One day, whilst tramping apathetically through a park in a town the name and location of which I was unaware and did not care, I slumped upon a public bench with the knowledge that a bout of deep depressing thoughts were about to rack my senses with their hostile, unbearably bleak cynicism. I closed my eyes, leaned forward and cradled my face in my grubby hands, waiting for the torment to be over. My mind played and replayed many ideas but chief among them were that of reporting everything I knew about The Agency to the authorities, which seemed as pointless and futile as not doing so; and the possibility of my own capture, doubtless brought to the attention of my consciousness by the dregs of survival instinct I still possessed and of absolutely no real importance whatsoever. When this wearying mental wave eventually passed, I sat back on the bench and fell asleep beneath the all too hot August sun, a sleep I hoped I would not awake from this side of death.


But I did awake. And although still at least technically alive, I found myself in a fresh version of hell.

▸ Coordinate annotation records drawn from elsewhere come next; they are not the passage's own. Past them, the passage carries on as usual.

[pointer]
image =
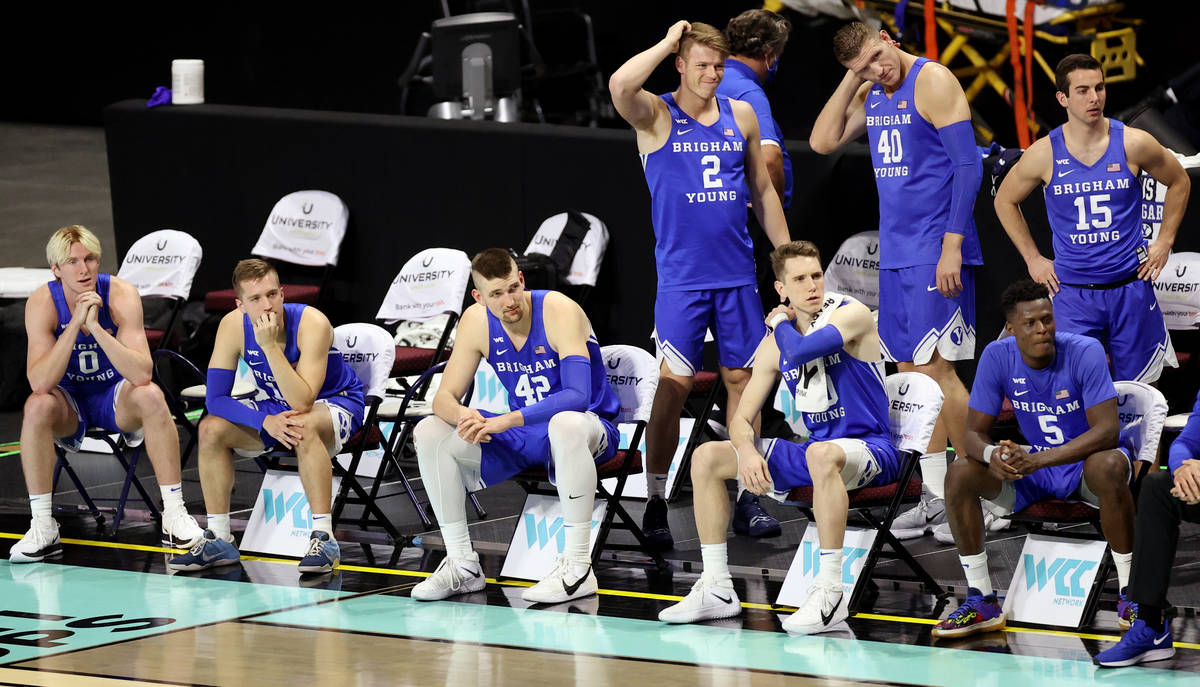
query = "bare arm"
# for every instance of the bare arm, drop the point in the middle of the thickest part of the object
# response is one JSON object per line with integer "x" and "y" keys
{"x": 1147, "y": 154}
{"x": 48, "y": 356}
{"x": 636, "y": 105}
{"x": 843, "y": 118}
{"x": 1030, "y": 172}
{"x": 129, "y": 351}
{"x": 768, "y": 208}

The first thing I noticed was that I was staring down the barrel of an automatic machine-gun, the make and model of which I was unfamiliar with. The man brandishing it was wearing a dark combat uniform as were the half dozen others flanking him. ‘Hands where we can see them!’ the man with my face in his sights ordered me. I carefully removed them from beneath the duvet. Duvet? Within a second, realisation of who and what and where I was hit me in the way it usually does after just emerging from a state of unconsciousness. My name is Pete Saunders; I’m a graphic designer by profession living in Kingston-upon-Thames. I was also aware of when I was, for the year was 2018. I was in the apartment where I lived - my usual place of occupation at 05:39. ‘Slowly, oh so slowly, to your knees!’ I was further commanded. I obliged accordingly and dared to ask a question in the process.

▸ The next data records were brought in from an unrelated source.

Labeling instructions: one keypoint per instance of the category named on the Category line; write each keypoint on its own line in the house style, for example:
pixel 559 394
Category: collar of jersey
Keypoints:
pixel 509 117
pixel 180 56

‘What’s going on here??’ It was about the only thing that could be said.

‘We’re with The Federation,’ came the gruff perfunctory reply. The Federation? Well, sure, I knew they existed - who didn’t in 2018 - but what the hell were they doing here with me? Then a second wave of realisation hit me. The dream.

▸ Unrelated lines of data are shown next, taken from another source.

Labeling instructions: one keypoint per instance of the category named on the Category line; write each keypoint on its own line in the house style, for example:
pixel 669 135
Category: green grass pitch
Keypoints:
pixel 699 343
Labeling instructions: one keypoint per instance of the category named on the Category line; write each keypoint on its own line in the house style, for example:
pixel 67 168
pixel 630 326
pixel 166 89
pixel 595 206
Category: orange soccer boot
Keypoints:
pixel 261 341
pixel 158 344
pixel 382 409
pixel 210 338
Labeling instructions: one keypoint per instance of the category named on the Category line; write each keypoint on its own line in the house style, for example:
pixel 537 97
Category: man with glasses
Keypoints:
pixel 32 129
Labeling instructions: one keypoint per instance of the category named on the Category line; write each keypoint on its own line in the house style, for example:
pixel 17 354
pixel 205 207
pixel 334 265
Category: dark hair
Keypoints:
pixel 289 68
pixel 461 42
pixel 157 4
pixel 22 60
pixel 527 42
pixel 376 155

That The Agency existed there could be no doubt. Every channel of the media was flooded with propaganda condemning them. It is hardly surprising that they have become the social pariahs in the eyes of the general public. And at the beginning of my dream I had been one of them. Despite the circumstances I was faced with, the dream still held a surreal sense of poignancy and realism for me. I had been Maximillian Lombard, even if only for a few nocturnal moments and I felt a tremendous sense of empathy with The Agency for no logical reason. The shame, the guilt, the unbearable weight of knowing one has been responsible for mass murder - such emotional baggage was still very much bearing down on me. Every image, every sound, every word, every sentiment, every detail of the dream had and still does feel infused with real life. The overall effect was so uncanny it was like I had just relived a past-life memory. But that still didn’t help me make head or tail of the threatening situation I was shocked to find myself in. ‘What do you want with me?’ I asked, as coolly as I could manage at the time.

‘You’re being taken in for questioning.’

‘But I haven’t done anything.’

The uniformed man’s poker face gave way to a look of malevolent glee at that, and I felt confident that he had adopted the same expression under similar circumstances many times before. ‘We’re not necessarily interested in what you’ve done.’ His voice masked a barely suppressed laugh. ‘We’ve got a lot of technology at our disposal in this modern age, Mr Saunders. And we, believe it or not, are the new generation thought police.’